Naar het bepaalde in artikel 1 van de Wet op de accijns wordt accijns verschuldigd terzake van de uitslag van tabaksproducten, waarbij artikel 2 van die Wet bepaalt, dat onder uitslag wordt verstaan het brengen van een accijnsgoed buiten een plaats die voor dat soort accijnsgoed als accijnsgoederenplaats is aangewezen.
Artikel 88, eerste lid van de Wet op de accijns bepaalt vervolgens, dat accijnsgoederen die worden vermist eveneens worden aangemerkt als te zijn uitgeslagen.
Dienaangaande werd tijdens de parlementaire behandeling opgemerkt: "Deze goederen zijn niet teloor gegaan, maar in de comsumptieve sfeer terecht gekomen; ze zijn dus, zij het niet legaal, uitgeslagen.
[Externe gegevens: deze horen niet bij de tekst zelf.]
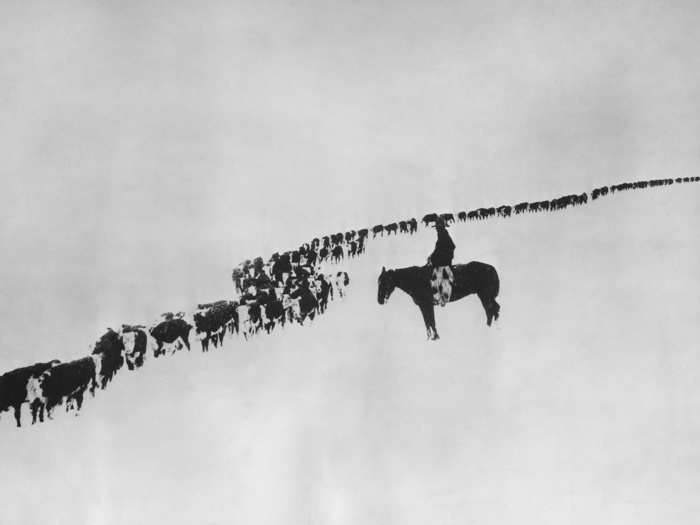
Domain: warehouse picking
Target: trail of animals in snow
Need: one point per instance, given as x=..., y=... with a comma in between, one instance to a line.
x=287, y=287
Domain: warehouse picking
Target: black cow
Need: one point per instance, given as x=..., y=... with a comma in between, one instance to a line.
x=311, y=257
x=430, y=217
x=337, y=253
x=213, y=319
x=109, y=351
x=324, y=291
x=503, y=211
x=13, y=387
x=307, y=302
x=448, y=218
x=65, y=381
x=282, y=266
x=521, y=208
x=169, y=331
x=135, y=339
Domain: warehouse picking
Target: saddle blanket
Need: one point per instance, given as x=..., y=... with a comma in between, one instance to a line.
x=441, y=284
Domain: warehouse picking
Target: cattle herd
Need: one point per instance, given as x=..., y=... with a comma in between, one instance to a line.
x=290, y=287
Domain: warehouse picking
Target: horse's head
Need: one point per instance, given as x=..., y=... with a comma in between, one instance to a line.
x=386, y=285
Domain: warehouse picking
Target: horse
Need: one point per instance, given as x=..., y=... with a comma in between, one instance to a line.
x=472, y=277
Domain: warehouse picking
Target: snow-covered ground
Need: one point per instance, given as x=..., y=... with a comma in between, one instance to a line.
x=580, y=405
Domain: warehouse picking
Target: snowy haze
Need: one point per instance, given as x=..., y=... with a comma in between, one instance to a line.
x=149, y=147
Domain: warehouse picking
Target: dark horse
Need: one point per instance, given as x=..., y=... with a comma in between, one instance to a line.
x=473, y=277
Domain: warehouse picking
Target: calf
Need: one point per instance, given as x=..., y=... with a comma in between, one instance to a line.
x=135, y=339
x=430, y=217
x=13, y=387
x=212, y=320
x=342, y=280
x=65, y=381
x=169, y=331
x=447, y=218
x=109, y=357
x=337, y=254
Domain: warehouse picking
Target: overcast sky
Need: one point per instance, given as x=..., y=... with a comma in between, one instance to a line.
x=150, y=146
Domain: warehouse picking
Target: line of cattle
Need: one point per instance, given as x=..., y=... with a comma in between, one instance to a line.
x=351, y=243
x=44, y=386
x=285, y=288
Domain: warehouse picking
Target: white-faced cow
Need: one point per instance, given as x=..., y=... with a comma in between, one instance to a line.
x=213, y=319
x=63, y=382
x=135, y=340
x=172, y=330
x=13, y=387
x=109, y=351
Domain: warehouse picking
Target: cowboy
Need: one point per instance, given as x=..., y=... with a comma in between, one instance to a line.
x=440, y=261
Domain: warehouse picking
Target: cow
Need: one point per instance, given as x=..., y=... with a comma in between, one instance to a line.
x=135, y=340
x=323, y=254
x=13, y=387
x=342, y=280
x=503, y=211
x=307, y=303
x=238, y=276
x=109, y=357
x=324, y=292
x=353, y=249
x=65, y=381
x=430, y=217
x=337, y=253
x=282, y=266
x=448, y=218
x=211, y=320
x=521, y=208
x=391, y=228
x=311, y=257
x=172, y=329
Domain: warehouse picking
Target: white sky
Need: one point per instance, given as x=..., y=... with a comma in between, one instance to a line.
x=150, y=146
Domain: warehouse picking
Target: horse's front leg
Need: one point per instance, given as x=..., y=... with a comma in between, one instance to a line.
x=429, y=318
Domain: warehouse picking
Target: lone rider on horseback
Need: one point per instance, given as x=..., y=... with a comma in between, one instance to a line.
x=440, y=261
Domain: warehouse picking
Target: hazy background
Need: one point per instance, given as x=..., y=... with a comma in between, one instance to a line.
x=149, y=147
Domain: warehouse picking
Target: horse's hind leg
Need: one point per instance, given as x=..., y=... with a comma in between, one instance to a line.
x=429, y=318
x=491, y=307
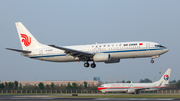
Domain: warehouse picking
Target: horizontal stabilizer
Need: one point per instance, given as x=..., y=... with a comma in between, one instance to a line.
x=74, y=53
x=17, y=50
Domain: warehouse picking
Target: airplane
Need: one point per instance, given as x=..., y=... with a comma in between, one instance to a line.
x=106, y=52
x=134, y=88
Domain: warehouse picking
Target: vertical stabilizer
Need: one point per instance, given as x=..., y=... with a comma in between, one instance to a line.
x=27, y=40
x=165, y=78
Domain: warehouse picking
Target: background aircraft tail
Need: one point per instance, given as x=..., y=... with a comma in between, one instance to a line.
x=165, y=78
x=27, y=40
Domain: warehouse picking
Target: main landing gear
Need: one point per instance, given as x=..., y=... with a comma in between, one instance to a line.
x=93, y=65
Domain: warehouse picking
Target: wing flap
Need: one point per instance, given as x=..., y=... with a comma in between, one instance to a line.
x=74, y=53
x=17, y=50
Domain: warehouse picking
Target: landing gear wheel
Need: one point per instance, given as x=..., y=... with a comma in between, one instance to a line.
x=86, y=64
x=93, y=65
x=152, y=61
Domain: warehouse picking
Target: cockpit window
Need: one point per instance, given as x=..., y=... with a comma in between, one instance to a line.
x=159, y=46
De houder van een accijnsgoederenplaats is verantwoordelijk voor de goederen die in zijn bedrijf zijn vervaardigd en opgeslagen en is aansprakelijk voor de accijns van die goederen."
Met betrekking tot de wijze van heffing en voldoening van de accijns bepaalt artikel 51, eerste lid, van de Wet op de accijns, dat de accijns wordt geheven van de vergunninghouder van de accijnsgoederenplaats.
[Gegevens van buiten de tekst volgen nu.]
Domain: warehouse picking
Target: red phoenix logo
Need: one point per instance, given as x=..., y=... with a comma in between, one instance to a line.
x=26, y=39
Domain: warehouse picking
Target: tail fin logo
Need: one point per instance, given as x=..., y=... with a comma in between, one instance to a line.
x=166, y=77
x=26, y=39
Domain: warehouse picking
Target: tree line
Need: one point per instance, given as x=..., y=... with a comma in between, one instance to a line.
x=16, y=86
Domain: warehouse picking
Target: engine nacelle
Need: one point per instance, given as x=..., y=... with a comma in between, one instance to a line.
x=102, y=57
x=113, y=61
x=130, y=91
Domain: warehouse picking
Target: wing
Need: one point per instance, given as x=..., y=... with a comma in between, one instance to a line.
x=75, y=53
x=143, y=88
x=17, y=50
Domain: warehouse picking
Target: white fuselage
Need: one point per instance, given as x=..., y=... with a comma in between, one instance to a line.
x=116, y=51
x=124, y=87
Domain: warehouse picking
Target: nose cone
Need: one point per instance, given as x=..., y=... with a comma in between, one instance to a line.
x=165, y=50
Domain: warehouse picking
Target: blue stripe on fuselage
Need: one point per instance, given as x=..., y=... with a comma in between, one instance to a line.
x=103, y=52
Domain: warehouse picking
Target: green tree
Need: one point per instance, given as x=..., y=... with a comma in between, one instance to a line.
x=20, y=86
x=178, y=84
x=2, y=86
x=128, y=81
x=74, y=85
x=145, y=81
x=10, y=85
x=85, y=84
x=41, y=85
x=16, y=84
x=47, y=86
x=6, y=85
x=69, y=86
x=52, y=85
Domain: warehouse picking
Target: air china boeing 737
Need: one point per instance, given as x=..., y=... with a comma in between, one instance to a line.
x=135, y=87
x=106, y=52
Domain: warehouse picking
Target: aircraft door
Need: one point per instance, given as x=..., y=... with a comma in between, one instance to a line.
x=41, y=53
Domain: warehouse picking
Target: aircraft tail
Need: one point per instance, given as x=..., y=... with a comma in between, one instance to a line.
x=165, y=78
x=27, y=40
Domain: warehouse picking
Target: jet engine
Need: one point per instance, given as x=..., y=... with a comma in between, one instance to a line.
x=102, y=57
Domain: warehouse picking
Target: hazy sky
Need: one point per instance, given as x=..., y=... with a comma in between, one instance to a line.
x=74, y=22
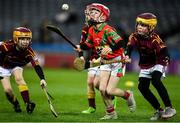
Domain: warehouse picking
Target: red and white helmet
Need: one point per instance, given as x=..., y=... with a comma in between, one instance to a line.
x=148, y=19
x=105, y=12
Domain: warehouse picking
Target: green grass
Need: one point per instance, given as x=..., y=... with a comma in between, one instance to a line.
x=68, y=87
Vaststaat, dat uit de accijnsgoederenplaats van belanghebbende begin november 1995 tabaksproducten zijn gestolen, waarop f. 197.120,40 aan accijns betrekking had.
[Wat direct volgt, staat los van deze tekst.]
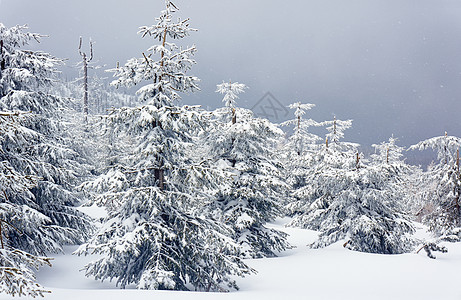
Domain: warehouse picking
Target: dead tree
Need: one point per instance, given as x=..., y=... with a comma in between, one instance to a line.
x=86, y=61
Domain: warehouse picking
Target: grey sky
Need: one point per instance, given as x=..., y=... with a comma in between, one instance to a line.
x=393, y=66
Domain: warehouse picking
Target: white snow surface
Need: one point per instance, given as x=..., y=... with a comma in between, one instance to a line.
x=300, y=273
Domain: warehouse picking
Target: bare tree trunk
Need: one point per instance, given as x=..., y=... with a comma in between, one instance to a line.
x=85, y=87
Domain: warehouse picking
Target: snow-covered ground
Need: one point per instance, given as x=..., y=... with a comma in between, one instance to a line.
x=300, y=273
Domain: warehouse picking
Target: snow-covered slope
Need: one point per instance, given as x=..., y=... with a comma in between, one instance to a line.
x=301, y=273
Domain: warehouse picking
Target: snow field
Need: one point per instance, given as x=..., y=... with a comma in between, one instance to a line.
x=300, y=273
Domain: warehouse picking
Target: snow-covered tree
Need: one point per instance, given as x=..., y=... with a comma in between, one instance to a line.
x=19, y=218
x=349, y=199
x=230, y=90
x=39, y=148
x=17, y=273
x=440, y=188
x=252, y=194
x=299, y=149
x=152, y=238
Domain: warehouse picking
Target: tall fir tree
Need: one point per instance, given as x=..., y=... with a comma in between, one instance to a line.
x=298, y=152
x=152, y=238
x=25, y=81
x=252, y=195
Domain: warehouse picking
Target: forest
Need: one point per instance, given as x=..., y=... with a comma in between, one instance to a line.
x=188, y=192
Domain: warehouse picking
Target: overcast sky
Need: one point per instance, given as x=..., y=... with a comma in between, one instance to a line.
x=393, y=66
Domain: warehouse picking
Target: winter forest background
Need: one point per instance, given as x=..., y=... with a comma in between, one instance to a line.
x=190, y=193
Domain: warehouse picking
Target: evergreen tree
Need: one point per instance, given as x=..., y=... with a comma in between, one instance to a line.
x=252, y=195
x=440, y=188
x=18, y=217
x=298, y=152
x=152, y=238
x=350, y=199
x=39, y=149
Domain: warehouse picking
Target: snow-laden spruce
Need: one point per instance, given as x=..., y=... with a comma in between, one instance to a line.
x=153, y=237
x=39, y=147
x=350, y=199
x=252, y=193
x=298, y=151
x=440, y=187
x=20, y=221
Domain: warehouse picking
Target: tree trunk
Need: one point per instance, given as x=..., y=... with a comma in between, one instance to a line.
x=85, y=88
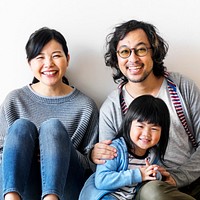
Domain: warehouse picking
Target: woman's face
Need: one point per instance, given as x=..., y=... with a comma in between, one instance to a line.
x=50, y=65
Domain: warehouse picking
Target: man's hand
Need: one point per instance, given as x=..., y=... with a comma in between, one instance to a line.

Gelet op de vorenomschreven wettelijke regeling dient alsdan belanghebbende te worden aangemerkt als degeen, van wie de desbetreffende accijns dient te worden geheven.
Aan 's hofs vorenomschreven oordeel doet niet af de stelling van belanghebbende, dat op grond van artikel 2f, juncto artikel 51a van de Wet op de accijns de accijns dient te worden geheven van de dief van de tabaksproducten.
Waar een zodanige heffing bij die dief niet heeft plaatsgevonden, staat deze mogelijke heffing -wat daar overigens van zij- niet in de weg aan de verschuldigdheid van de accijns door belanghebbende op grond van vorenomschreven wettelijke regeling.
Opmerking verdient in dit verband nog, dat belanghebbende ter zitting heeft geopperd, dat hij uit bijlagen bij het vertoogschrift begrijpt, dat de diefstal niet uit de accijnsgoederenplaats, doch uit een douane-entrepot heeft plaatsgevonden, maar ter zitting de inspecteur -vervolgens onweersproken- heeft gesteld, dat dat verkeerd is begrepen en de diefstal wel degelijk uit de accijnsgoederenplaats heeft plaatsgevonden.
Belanghebbende heeft nog aangevoerd, dat de voormelde wettelijke regeling in strijd zou zijn met de veertiende richtlijn, waarin wordt bepaald -kort weergeveven- dat de entrepothouder wordt vrijgesteld voor aan toevallige omstandigheden of aan overmacht te wijten verliezen.
Gelet op de bedoeling van de accijnsheffing als een heffing op consump-tie, heeft de richtlijn in zoverre kennelijk het oog op verliezen andere dan die waarbij de desbetreffende goederen alsnog in de consumptieve sfeer terechtkomen zoals in geval van -gelijk te dezen- diefstal.
Tussen partijen is inmiddels niet meer in geschil, dat in de naheffings-aan-slag ten onrechte omzetbelasting is begrepen, in verband waarmee de naheffingsaanslag dient te worden verminderd met f. 54.923,30 tot een bedrag van enkelvoudige belasting van f. 197.120,40.
Het beroep is in zoverre derhalve ten dele gegrond.